In recent weeks, pundits, journalists, managers and fans have been concluding that West Ham United are becoming the new ‘Stoke City’. Personally I find this laughable and degrading to both West Ham United and Stoke City. Simply because the objection of what is ‘long ball’ football and what is ‘direct football’ has become so blurred.
This weekend, I came back from Upton Park feeling fairly perplexed. I wasn’t sure of what I had seen from our performance against Newcastle United. I wasn’t sure of whether it was a hard earned point, two points dropped, or if either team deserved anything from the game. Nonetheless, I arrived home and saw that Newcastle manager, Alan Pardew had said, ‘you’re going to get a lot of balls in the box when you come here’. He could only have been referring to the fact that West Ham United like to flood the box with crosses. However, I then later thought that this was a reference to the link that West Ham United are becoming a new ‘Stoke’.
Firstly, I couldn’t care less about West Ham United’s style of play. I’m not bothered if we play football that wins awards for being over pretentiously brilliant, or if the ball touches the floor once in 90 minutes. All I want to see from West Ham United is energy, passion, and commitment with hopefully some wins.
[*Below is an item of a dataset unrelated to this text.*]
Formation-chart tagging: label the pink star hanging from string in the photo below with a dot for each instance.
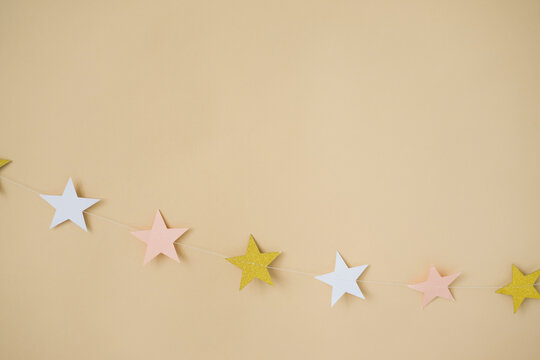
(435, 286)
(160, 239)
Entertaining football is winning football. Not one comment will be made about the club’s style of play if we win; however if we draw or lose, it’s dying out long ball football. Nevertheless what is ‘long ball’ football?
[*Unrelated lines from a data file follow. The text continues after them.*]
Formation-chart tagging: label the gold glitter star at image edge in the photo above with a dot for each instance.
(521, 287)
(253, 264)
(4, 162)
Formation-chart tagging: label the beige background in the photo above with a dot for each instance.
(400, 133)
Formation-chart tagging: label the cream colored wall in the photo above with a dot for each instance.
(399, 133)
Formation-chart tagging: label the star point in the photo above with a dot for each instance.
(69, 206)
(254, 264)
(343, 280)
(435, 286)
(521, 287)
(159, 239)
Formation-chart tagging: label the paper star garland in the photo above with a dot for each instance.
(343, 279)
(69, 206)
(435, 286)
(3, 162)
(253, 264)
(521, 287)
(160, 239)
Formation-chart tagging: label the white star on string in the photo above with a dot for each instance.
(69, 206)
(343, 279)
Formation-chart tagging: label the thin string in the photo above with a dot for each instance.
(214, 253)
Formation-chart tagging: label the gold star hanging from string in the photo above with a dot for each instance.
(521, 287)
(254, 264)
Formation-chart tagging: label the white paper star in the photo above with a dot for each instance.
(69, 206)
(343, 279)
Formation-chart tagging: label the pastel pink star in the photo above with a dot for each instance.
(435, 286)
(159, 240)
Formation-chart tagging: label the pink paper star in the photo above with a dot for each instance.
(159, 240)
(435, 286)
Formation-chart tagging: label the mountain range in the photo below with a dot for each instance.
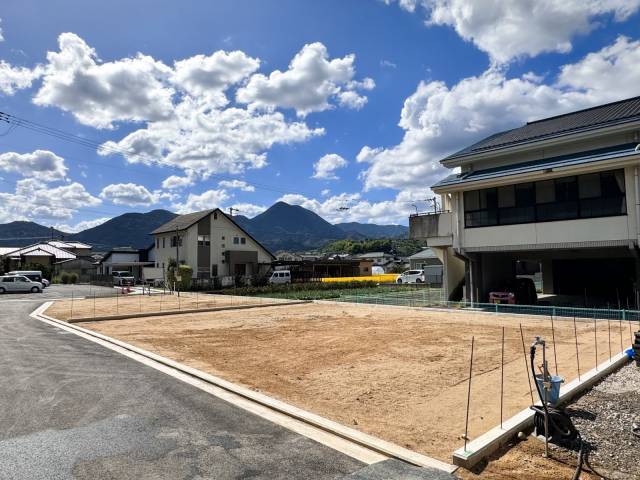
(280, 227)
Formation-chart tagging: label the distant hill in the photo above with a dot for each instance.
(371, 230)
(20, 234)
(290, 227)
(129, 229)
(281, 227)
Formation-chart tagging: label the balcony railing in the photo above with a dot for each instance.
(434, 227)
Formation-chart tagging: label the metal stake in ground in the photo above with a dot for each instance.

Ashley Westwood played a perfect fluid through ball to Gabriel Agbonlahor at Norwich at the weekend, this assist set up a pivotal win for Aston Villa. Was this a long ball? The ball must have travelled at least 25 yards to Agbonlahor, surely that is a long ball. Recently, Wayne Rooney passed an inch perfect ball to Robin Van Persie for his second goal over Aston Villa. This has since been called one of the goals of the season. However this ball was played at least 40 yards. Was this long ball?
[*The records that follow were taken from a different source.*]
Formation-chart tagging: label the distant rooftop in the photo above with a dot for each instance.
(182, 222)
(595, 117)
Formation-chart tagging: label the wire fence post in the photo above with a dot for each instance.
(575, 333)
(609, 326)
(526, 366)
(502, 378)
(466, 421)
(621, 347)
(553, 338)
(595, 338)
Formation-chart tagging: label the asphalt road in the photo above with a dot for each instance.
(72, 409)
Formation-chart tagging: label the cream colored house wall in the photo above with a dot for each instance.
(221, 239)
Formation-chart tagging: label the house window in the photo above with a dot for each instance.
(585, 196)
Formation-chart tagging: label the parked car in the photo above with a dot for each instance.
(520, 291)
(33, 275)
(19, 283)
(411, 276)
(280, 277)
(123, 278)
Of course they were long balls, the football was of course direct. When was it law that every club has to play perfect fluid football? Sam Allardyce and Tony Pulis have found ways to win football matches. They keep their teams in the Premier League. Stoke aren’t yet safe, but they are highly unlikely to drop out now. If Pulis and Allardyce keep their team in the Premier League, everyone is happy. If managers, fans, pundits and journalists want to link West Ham United to Stoke City, good for them. I’ll certainly take a media perception of being a ‘Stoke’ over welcoming Doncaster and Bournemouth to Upton Park next year. I’m sure Mr. Redknapp and Mr. Adkins would be happy to do so too.